Saving money may seem minuscule and not worth it if you can only save $5 or so a week, but that $5 can really add up. This article will focus on cutting back on things you are already doing to save money whereas the other one talks about saving the money that you have left over from bills. Most people only think of the money they can save after the bills are paid; rarely do people think about the savings they could have on any current bills.
Let’s break down what you are already spending money on. Knowing this will help you pinpoint exactly where you can save. List out everything that separates you from your dollar. And I don’t mean writing groceries, gas, monthly recreational payments, etc. I mean a full breakdown of where each dollar is going; bananas, ground beef, gym membership, music subscription, etc. Once you have a complete list of what you are spending your money on, now you get to do the fun part: find the savings.
If you notice that you are spending to much on specific grocery items, you can find other companies that more inexpensive products or you could look for items that you do not really need. Another great way to save money on groceries is finding coupons or purchasing items in bulk.

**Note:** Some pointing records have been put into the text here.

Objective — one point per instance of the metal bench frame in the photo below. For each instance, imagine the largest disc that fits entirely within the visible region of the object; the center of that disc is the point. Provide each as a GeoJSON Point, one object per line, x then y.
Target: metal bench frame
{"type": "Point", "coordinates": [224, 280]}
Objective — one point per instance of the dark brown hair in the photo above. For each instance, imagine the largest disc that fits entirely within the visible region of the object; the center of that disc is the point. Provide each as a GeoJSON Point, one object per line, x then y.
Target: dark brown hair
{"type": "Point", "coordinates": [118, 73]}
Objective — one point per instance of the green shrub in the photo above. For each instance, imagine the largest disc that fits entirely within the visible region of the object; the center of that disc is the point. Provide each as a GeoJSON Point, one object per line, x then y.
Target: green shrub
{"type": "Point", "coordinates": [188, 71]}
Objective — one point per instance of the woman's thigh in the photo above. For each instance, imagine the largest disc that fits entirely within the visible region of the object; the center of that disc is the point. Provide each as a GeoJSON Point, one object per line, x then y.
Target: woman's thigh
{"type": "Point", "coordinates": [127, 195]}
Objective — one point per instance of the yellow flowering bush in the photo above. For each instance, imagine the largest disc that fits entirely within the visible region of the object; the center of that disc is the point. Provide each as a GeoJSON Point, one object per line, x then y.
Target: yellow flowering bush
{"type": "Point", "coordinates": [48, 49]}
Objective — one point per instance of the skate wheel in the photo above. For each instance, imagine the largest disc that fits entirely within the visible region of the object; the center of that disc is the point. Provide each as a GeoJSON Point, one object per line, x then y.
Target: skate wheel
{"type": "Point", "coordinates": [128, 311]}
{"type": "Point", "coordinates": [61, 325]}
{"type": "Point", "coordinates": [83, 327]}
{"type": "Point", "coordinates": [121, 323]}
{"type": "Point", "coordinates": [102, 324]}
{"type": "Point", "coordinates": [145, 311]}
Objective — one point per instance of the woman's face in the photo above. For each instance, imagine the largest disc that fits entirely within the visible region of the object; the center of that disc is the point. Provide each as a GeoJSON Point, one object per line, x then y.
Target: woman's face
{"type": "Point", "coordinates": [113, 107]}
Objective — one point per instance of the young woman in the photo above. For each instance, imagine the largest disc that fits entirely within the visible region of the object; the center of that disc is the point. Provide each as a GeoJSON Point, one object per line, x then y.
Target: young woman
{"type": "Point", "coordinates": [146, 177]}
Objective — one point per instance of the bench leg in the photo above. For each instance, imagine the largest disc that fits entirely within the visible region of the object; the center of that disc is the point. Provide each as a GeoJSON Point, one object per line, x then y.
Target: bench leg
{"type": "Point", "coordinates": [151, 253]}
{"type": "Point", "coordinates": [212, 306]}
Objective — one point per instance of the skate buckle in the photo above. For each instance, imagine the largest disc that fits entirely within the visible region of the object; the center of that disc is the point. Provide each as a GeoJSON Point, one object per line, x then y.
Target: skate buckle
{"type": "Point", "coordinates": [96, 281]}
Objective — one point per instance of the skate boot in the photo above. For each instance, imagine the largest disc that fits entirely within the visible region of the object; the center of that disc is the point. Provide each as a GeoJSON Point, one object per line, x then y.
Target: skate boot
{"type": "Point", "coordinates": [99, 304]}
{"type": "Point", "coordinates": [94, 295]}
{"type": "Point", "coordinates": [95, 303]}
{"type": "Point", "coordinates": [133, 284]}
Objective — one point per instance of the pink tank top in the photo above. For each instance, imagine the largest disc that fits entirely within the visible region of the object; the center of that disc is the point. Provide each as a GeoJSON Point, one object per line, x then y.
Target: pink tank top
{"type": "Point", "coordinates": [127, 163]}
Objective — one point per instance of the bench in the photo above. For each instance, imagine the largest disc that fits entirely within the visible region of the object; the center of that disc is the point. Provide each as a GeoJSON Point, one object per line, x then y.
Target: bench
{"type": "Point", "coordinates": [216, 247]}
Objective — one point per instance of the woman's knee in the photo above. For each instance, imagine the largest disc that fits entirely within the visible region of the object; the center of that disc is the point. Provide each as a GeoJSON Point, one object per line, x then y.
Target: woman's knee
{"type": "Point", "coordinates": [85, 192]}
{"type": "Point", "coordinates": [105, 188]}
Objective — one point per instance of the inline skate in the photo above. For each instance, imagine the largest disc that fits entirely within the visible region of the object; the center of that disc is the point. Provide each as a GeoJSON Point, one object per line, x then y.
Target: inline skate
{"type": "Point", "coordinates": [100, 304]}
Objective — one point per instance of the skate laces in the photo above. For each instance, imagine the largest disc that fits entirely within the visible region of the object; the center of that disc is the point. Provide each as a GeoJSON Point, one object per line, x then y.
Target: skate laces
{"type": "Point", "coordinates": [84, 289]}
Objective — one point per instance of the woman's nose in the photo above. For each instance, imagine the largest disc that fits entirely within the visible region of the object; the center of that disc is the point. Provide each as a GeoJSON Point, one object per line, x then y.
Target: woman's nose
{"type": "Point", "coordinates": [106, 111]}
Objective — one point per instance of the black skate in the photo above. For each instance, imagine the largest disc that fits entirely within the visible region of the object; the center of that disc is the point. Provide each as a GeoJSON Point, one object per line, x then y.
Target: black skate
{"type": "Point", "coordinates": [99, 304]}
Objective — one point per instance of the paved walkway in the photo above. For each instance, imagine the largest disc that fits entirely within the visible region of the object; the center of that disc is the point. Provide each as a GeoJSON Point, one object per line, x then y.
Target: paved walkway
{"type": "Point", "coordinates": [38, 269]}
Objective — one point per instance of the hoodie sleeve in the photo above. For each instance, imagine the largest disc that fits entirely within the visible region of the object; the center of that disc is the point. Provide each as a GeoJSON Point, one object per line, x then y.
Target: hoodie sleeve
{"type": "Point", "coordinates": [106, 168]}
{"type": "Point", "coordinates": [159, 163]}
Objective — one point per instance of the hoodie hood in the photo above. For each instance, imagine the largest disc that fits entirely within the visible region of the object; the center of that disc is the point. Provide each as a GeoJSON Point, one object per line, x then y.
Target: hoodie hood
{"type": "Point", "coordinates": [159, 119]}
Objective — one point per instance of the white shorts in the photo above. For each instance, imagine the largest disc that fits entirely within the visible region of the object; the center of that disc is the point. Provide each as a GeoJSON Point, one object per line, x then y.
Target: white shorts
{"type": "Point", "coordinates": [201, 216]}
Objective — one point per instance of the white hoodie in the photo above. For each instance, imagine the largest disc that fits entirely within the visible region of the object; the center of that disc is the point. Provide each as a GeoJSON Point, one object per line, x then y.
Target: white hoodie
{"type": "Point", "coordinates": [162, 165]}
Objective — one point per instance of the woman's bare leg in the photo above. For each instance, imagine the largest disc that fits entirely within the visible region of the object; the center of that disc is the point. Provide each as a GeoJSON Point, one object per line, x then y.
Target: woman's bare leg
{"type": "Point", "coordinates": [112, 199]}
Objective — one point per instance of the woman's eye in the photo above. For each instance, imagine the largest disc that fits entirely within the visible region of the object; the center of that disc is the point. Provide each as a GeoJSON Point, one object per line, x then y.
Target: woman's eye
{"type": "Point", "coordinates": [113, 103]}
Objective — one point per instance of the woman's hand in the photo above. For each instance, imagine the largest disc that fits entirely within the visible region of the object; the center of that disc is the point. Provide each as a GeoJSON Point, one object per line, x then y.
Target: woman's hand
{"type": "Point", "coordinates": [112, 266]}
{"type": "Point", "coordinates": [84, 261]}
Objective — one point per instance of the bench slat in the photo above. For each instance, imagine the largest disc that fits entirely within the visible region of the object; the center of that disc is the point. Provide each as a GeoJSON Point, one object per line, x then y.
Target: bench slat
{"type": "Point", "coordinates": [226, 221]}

Next, you could join a rewards program for gas or even go to a gas station that offers less expensive gas. Remember, gas is priced per gallon so it may only look like you are saving a few cents per gallon, but you could potentially save dozens per fill up! Lastly, look at all the monthly subscriptions you have; see if there are any that you might not be using or are not using enough to make the monthly or yearly cost worth it. Cancel any that you do not use or barely use anymore. These small changes can really make a difference in your daily costs and will add up over time.
What to do with savings
Even if after breaking down your expenses, you are only saving $15 a week or a month, that is still extra money in your pocket that was wasted on an unnecessary or too expensive item. Instead of spending the money saved, take that extra money and add it to your savings. That is an additional $15 that does not have to come out of your spending money for retirement or a new car. $15 a month is $180 a year.
Try not to spend this extra money in your pocket and put it towards a savings goal. This is just a little extra money going towards your car, retirement, or a home renovation project can really make a difference in your financial life.
What would you do with an extra $180 a year?